Tauche mit uns ein in das BTS-Universum, schwelge in Fan-Erinnerungen, erfahre, was du über deine Lieblingsband bisher noch nicht wusstest, und finde im Quiz heraus, welcher der »Kugelsicheren Pfadfinder« wohl am besten zu dir passen könnte.
Juli 2012. Spanien hat gerade die zweite Fußball-Europameisterschaft in Folge gewonnen, Angela Merkel ist im siebten Jahr Bundeskanzlerin und die Wiederwahl von US-Präsident Barack Obama steht wenige Monate bevor. Alles geht seinen gewohnten Gang; große Überraschungen scheinen nicht in Sicht. Doch dann drückt der südkoreanische Rapper Psy den »Upload«-Button bei YouTube.
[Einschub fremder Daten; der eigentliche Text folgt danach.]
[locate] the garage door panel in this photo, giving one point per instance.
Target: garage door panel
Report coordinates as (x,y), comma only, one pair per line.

Er veröffentlicht seine neue Single »Gangnam Style« – und verändert die Welt damit für immer.
Eigentlich hat Psy den Track für seine Fans in Südkorea geschrieben. Einen internationalen Durchbruch hatte er nicht im Sinn, was schon der Titel des Songs verrät, der sich auf ein Phänomen aus der südkoreanischen Hauptstadt Seoul bezieht. Dort gibt es ein Stadtviertel namens Gangnam, dessen Einwohner für ihren Reichtum bekannt sind. Man könne die Gegend mit Beverly Hills in Kalifornien vergleichen, erklärt Psy in einem Interview. Beim »Gangnam Style« wiederum handele es sich eher um neureiches Gehabe. »Leute, die aus Gangnam kommen, würden nicht damit prahlen«, verrät Psy. »Nur die Poser und Wannabes ziehen ihre Airs an, tun sich wichtig und sagen, sie seien ›Gangnam Style‹. Im Grunde macht sich der Song über Leute lustig, die sehr bemüht versuchen, etwas zu sein, das nicht sind.« Der Refrain »오빤 강남 스타일 (Oppan Gangnam style)« bedeutet übersetzt so viel wie »Großer Bruder hat Gangnam Style«, womit Psy sich selbst meint.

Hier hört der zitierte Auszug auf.